Question

) Determine the probability that a bit string of length 10 contains exactly 4 or 5 ones.

Answer 1

Answer: 0.4512

Step-by-step explanation:

A bit string is sequence of bits (it only contains 0 and 1).

We assume that the  0 and 1 area equally likely to any place.

i.e. P(0)= P(1)= $\dfrac{1}{2}$

The length of bits : n = 10

Let X = Number of getting ones.

Then , $X \sim Bin(n=10,\ p=\dfrac{1}{2})$

Binomial distribution formula : $P(X=x)=^nC_x p^x q^{n-x}$ , where p= probability of getting success in each event and q= probability of getting failure in each event.

Here , $p=q=\dfrac{1}{2}$

Then ,The probability that a bit string of length 10 contains exactly 4 or 5 ones.

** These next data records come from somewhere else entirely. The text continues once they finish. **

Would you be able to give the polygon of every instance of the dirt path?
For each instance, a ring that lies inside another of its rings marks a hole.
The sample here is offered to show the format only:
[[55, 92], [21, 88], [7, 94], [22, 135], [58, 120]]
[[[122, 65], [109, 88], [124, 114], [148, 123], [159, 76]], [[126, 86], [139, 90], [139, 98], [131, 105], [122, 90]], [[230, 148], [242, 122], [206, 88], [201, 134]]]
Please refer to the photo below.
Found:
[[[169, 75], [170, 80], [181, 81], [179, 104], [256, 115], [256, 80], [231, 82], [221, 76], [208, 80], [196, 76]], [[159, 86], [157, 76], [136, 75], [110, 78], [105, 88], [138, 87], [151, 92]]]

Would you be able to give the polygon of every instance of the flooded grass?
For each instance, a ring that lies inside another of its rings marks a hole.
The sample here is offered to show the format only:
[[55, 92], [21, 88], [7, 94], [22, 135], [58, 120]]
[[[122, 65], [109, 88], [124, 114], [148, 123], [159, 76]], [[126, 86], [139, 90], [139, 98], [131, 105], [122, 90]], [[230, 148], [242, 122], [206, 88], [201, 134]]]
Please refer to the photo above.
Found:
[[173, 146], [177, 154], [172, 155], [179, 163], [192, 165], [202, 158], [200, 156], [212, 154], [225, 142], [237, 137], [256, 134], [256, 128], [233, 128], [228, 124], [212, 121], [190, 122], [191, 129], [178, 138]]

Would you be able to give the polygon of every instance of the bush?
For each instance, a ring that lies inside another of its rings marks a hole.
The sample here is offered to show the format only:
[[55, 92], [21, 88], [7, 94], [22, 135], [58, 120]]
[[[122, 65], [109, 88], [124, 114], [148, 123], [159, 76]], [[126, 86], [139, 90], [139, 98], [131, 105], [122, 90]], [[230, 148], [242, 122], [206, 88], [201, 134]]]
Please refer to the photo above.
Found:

$P(X= 4\ or\ 5)=P(x=4)+P(x=5)\\\\=^{10}C_4(\dfrac{1}{2})^{10}+^{10}C_4(\dfrac{1}{2})^{10}$

$=\dfrac{10!}{4!6!}(\dfrac{1}{2})^{10}+\dfrac{10!}{5!5!}(\dfrac{1}{2})^{10}$

$=(\dfrac{1}{2})^{10}(\dfrac{10!}{4!6!}+\dfrac{10!}{5!5!})$

$=(\dfrac{1}{2})^{10}(210+252)$

$=(0.0009765625)(462)$

$=0.451171875\approx0.4512$

Hence, the  probability that a bit string of length 10 contains exactly 4 or 5 ones is 0.4512.